Can an uncountable group have a countable number of subgroups?
No. Suppose $G$ is an uncountable group. Every element $g$ of $G$ belongs to a countable subgroup of $G$, namely the cyclic subgroup $\langle g\rangle$. Thus $G$ is the union of all of its countable subgroups. Since a countable union of countable sets is countable, $G$ must have uncountably many countable subgroups.
EDIT: bof's answer is the right one, but the construction below - while completely pointless overkill - is still an example of a useful technique, so I'm leaving this answer up.
No, this cannot happen.
Suppose $G$ is a group and $A$ is a countable subset of $G$. Then the closure of $A$ under the group operations ($*$ and $^{-1}$) of $G$, $\langle A\rangle$, is again countable - this is a good exercise (HINT: the set of finite strings from a countable set is countable).
With this in hand, if $G$ is an uncountable group we can build an uncountable chain of subgroups of $G$, as follows:
We will define a countable subgroup $A_\delta$ for every countable ordinal $\delta$. There are uncountably many of these, so if we can do this we'll be done.
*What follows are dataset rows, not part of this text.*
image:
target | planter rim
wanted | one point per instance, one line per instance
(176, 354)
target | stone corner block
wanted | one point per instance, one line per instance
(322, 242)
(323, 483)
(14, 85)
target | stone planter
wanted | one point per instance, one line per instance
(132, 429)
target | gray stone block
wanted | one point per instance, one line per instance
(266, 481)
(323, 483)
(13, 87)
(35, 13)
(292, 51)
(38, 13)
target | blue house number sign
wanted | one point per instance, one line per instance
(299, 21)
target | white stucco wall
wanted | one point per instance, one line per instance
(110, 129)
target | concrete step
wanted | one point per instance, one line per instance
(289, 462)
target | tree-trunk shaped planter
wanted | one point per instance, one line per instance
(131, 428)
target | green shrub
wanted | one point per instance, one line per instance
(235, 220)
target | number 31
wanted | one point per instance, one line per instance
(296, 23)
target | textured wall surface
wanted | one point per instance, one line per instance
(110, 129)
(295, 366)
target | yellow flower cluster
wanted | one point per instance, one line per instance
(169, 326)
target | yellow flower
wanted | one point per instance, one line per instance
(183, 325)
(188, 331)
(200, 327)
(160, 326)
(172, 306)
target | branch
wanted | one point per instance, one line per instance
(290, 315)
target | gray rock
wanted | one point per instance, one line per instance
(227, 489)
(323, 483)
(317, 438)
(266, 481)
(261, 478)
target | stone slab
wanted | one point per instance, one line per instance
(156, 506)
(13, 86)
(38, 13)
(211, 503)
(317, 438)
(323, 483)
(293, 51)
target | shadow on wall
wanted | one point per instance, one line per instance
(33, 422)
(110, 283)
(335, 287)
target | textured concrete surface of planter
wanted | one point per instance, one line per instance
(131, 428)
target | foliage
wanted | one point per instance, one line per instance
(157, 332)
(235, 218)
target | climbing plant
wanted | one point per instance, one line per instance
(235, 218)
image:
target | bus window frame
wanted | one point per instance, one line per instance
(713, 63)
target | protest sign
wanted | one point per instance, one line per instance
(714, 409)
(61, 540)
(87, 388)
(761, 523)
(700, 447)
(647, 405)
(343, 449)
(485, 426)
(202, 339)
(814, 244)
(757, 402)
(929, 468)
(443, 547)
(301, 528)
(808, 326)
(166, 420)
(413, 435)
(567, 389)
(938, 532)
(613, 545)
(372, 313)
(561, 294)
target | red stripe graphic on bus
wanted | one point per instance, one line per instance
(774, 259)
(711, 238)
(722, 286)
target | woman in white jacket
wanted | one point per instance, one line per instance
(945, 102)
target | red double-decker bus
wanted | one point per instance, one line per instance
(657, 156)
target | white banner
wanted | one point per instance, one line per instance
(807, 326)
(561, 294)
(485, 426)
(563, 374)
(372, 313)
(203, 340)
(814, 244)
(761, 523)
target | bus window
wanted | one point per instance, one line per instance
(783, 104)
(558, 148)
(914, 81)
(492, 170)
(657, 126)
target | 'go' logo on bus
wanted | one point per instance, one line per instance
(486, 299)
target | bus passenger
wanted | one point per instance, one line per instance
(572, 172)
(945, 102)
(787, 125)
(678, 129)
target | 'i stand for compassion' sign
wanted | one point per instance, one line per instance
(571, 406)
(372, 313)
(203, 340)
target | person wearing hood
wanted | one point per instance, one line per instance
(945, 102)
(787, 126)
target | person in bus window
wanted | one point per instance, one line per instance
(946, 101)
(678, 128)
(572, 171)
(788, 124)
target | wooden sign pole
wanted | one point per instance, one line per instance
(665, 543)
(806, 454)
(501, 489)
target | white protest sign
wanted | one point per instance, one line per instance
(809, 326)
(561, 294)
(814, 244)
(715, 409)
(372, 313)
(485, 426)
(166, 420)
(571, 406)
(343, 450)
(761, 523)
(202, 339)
We let $A_0$ be the trivial subgroup.
Having defined $A_\eta$ for every $\eta<\delta$, we let $a$ be some element of $G$ not in $\bigcup_{\eta<\delta}A_\eta$ - which exists, since this is a countable union of countable subgroups, and $G$ is uncountable - and let $A_\delta=\langle (\bigcup_{\eta<\delta}A_\eta)\cup\{a\}\rangle$.
It's easy to prove by transfinite induction that $(A_\delta)_{\delta<\omega_1}$ is a strictly increasing chain of countable subgroups of $G$, so we're done.